L’ora stabilita per il cessate il fuoco è le 8.30 locali (9.30 in Italia, quella per lo scambio tra sequestrati e detenuti palestinesi le 4 del pomeriggio (17 ora di Roma). I terroristi ne tengono ancora 97; nell’arco di 42 giorni ne saranno liberati 33 in totale, di loro l’intelligence è convinta che 25 siano in vita. Sono donne, bambini (i due fratellini Bibas che Hamas ha dichiarato morti con la madre), anziani e casi umanitari. In questa prima fase saranno liberati quasi 1.900 palestinesi.
Come ampiamente previsto, Bibi ha dovuto piegarsi alle dimissioni dal governo dei tre membri di Potere Ebraico, il ministro per il Negev e la Galilea Yitzhak Wasserkauf, quello per il Patrimonio Amihai Eliyahu e il leader del partito, l’ultranazionalista Itamar Ben-Gvir, ministro per la Sicurezza, che denuncia: «Purché restassi, Netanyahu mi aveva offerto di cacciare il capo di Stato maggiore Herzi Halevi».
Non lascia invece la coalizione, a sorpresa, l’altro leader dei coloni Bezalel Smotrich, che era parso il più irriducibile: «Il premier mi ha promesso che manterremo il pieno controllo su Gaza. È distrutta, inabitabile, non entreranno aiuti umanitari». Però gli egiziani, tra i mediatori dell’intesa, assicurano che a Gaza siano in arrivo 600 camion con cibo e carburante.

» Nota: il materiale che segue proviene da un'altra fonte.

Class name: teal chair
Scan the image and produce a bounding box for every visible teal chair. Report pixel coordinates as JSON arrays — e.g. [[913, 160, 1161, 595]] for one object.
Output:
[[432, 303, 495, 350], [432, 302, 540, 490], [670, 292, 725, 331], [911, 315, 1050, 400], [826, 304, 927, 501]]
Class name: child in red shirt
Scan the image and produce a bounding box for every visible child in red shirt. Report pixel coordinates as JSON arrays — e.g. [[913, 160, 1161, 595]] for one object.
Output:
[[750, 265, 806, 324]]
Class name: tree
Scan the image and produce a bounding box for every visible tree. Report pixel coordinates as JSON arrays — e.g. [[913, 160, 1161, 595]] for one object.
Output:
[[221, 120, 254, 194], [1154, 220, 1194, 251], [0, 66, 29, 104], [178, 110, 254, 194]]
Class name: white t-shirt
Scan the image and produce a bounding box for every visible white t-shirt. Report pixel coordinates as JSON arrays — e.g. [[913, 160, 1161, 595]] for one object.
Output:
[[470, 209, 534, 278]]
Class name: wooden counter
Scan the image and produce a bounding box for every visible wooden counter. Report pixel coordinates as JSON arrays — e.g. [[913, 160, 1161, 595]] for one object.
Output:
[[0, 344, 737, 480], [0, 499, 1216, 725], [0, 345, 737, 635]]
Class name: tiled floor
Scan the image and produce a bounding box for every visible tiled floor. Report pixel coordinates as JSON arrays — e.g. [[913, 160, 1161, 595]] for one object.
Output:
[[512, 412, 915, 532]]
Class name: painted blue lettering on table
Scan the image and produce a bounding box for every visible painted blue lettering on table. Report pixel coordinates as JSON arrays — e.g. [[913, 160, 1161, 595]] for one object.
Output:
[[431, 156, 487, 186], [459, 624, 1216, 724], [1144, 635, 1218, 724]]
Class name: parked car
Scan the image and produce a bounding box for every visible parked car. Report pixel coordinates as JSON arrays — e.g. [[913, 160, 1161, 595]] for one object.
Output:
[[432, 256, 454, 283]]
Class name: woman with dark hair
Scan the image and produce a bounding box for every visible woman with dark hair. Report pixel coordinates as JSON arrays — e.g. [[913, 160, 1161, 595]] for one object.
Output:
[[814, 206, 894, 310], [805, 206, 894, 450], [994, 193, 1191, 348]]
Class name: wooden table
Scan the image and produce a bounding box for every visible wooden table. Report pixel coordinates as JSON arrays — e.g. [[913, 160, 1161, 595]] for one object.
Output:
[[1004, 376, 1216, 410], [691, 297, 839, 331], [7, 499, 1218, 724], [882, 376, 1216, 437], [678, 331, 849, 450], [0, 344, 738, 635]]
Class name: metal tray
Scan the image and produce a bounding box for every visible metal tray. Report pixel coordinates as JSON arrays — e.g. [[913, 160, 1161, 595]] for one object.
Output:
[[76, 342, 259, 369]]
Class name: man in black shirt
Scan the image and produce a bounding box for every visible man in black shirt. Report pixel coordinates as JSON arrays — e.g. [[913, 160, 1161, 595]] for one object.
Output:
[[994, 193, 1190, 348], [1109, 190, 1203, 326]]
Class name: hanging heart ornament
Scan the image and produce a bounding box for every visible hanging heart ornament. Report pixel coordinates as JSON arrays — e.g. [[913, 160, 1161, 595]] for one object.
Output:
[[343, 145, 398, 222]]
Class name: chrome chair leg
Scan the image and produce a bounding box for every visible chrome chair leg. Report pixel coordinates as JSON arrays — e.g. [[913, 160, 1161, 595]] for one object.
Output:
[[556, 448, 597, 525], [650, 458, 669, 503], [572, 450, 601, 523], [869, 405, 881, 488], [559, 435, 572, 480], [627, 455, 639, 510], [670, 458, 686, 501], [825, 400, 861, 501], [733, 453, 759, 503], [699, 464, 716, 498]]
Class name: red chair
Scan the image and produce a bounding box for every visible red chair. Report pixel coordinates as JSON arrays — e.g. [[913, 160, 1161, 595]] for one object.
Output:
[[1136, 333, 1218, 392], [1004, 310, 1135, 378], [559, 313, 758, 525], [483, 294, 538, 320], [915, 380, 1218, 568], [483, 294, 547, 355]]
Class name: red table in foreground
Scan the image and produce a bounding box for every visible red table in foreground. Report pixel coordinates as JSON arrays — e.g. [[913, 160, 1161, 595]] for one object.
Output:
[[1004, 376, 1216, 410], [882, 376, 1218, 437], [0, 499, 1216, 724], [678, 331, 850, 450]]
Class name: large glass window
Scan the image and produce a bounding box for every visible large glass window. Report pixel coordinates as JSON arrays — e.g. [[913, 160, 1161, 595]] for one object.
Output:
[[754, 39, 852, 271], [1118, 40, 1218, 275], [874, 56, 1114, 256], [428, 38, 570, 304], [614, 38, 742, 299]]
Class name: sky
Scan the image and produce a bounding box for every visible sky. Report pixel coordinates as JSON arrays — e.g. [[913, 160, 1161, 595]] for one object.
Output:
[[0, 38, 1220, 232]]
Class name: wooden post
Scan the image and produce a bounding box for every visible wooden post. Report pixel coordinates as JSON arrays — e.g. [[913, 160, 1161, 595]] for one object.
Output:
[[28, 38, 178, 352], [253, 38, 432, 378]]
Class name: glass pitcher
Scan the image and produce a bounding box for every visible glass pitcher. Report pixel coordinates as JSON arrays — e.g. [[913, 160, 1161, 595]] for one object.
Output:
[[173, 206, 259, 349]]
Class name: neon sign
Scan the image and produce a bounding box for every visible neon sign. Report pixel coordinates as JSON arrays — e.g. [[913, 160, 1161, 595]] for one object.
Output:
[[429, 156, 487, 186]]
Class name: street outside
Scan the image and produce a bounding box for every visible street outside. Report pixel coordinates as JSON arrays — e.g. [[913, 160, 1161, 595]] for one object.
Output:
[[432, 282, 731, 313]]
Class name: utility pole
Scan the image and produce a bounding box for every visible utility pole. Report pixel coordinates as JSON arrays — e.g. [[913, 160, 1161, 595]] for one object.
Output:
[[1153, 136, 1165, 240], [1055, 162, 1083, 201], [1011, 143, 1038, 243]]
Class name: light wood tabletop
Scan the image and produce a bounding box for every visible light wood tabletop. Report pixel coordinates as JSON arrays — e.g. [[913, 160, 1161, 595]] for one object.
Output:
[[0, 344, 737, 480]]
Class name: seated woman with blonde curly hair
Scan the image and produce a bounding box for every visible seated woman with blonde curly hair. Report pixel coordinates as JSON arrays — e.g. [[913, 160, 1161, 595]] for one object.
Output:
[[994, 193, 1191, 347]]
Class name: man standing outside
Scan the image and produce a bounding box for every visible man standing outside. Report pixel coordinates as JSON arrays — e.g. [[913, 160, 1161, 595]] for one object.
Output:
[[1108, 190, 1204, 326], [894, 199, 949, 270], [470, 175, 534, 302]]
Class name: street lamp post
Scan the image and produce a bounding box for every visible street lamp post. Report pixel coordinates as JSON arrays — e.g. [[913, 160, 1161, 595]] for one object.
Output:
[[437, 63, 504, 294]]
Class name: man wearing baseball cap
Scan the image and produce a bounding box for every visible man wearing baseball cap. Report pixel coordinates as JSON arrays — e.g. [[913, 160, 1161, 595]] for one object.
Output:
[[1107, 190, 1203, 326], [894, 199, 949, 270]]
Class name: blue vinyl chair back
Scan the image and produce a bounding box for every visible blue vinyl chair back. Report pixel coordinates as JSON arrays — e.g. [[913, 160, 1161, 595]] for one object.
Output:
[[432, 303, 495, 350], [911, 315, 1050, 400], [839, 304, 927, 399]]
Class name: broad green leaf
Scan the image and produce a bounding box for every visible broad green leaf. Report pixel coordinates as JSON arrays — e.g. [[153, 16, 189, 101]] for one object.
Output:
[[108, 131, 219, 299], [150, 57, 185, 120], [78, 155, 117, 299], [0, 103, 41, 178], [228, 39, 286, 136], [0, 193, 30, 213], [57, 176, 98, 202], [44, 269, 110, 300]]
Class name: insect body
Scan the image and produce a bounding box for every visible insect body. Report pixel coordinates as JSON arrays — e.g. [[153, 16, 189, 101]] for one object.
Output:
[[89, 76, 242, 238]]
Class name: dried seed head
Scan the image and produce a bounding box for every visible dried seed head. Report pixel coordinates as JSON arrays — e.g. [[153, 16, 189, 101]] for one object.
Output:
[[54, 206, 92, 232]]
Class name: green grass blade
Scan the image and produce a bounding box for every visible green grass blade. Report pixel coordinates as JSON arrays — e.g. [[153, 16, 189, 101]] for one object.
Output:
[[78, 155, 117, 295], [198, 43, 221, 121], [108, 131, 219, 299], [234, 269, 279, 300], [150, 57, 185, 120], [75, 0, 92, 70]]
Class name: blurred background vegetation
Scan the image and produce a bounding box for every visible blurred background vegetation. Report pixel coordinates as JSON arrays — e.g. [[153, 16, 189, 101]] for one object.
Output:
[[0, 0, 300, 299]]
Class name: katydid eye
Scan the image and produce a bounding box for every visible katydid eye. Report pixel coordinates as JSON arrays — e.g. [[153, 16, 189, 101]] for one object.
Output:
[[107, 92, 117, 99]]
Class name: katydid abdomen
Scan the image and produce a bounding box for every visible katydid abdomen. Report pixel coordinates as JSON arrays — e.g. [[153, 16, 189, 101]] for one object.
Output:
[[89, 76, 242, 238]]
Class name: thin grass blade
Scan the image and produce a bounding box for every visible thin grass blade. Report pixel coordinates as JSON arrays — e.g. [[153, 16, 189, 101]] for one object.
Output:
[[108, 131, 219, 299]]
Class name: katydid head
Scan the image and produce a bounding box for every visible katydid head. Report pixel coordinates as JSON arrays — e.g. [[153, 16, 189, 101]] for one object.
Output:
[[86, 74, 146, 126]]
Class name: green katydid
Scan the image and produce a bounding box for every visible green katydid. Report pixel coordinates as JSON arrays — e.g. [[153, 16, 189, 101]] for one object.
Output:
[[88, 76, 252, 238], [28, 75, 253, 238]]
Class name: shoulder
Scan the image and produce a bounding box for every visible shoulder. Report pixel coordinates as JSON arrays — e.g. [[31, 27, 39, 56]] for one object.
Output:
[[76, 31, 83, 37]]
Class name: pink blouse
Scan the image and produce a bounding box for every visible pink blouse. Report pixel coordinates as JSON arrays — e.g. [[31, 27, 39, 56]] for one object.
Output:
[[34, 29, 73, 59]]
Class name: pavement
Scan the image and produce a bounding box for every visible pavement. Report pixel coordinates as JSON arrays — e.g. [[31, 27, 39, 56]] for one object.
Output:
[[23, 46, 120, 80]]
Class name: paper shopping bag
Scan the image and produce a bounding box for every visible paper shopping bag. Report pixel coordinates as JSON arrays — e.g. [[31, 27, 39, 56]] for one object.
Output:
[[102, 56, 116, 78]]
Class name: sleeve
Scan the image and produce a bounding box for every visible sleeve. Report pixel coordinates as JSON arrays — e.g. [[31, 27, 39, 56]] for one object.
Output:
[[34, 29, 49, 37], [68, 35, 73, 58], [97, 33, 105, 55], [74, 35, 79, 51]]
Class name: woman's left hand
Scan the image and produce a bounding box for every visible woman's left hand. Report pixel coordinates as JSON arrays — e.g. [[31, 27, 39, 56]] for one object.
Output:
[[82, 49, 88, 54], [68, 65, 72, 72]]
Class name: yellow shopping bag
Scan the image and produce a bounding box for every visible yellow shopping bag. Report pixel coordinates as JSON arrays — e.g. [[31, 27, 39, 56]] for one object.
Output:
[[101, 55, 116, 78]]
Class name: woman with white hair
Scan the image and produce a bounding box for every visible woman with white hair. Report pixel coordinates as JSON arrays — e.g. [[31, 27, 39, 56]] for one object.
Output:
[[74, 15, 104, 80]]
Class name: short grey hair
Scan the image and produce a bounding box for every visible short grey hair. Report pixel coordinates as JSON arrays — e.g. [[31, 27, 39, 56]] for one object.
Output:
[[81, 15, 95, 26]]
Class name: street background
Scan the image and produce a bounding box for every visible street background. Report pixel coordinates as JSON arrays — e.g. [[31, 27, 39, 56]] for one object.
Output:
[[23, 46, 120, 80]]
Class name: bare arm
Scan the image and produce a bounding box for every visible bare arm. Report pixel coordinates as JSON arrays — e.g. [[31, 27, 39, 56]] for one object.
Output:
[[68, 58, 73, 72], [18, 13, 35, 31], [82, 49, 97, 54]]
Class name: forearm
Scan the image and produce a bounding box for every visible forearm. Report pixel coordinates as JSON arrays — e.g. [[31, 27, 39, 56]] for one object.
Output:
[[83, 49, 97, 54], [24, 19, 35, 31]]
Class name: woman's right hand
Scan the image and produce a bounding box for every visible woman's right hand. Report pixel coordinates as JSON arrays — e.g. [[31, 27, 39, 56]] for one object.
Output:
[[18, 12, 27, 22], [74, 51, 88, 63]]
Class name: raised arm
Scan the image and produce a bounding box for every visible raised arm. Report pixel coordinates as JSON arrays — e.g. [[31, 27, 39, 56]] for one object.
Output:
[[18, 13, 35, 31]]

L’esercito dell’Idf resta ancora dispiegato nel corridoio Filadelfia sul confine con l’Egitto, che ha cominciato la ricostruzione del valico per riprenderne il controllo: è da questo passaggio che dovrebbero affluire i feriti palestinesi. Intanto, gli Houthi dallo Yemen hanno lanciato due missili contro Eilat e Tel Aviv, dove un palestinese entrato dalla Cisgiordania ha ferito a coltellate un passante ed è stato ucciso.